28. feb. 2021

A Sea Change 12 Watching The Paper Mercedes Burn

 The ports of call looked as though they were set up for a photo shoot in the cruise brochure. We acted like the tourists we were, flaneurs, lounging or strolling about as onlookers, not on the boulevards of Paris but on guided tours, with little opportunity or desire to actually experience the lives we observed. This was sanitary sightseeing: food, water, accommodations and sights were all clean and neat. We were no longer expatriates or travelers.

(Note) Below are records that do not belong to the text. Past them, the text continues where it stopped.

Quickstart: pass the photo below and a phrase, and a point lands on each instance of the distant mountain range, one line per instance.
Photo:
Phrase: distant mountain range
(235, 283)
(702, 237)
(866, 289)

In Java we climbed the temple of Borobudur, watched ox races and released baby turtles to the sea. In Kuala Lumpur we stood in a Chinese temple watching the paper Mercedes and houses burn during an incense laden funeral. We relaxed in rickshaws in Penang on the way to a restaurant filled with banks of orchids flourishing in the tropical damp. A stop in Phuket offered the opportunity to ride an elephant. In the Maldives we snorkeled with myriads of brightly colored little fishes before helping the chef select larger fish for dinner at the market. We took in the sights of Cochin with its canals and nearly empty Jew Town before atding a service in a Hindu temple in Mangalore where the priests rang bells, clashed cymbals and beat drums in deafening sounds to call their gods. The seething carpet of humanity in Mumbai appeared beyond the Gate of India erected by the British in the days when empires were thought to last forever.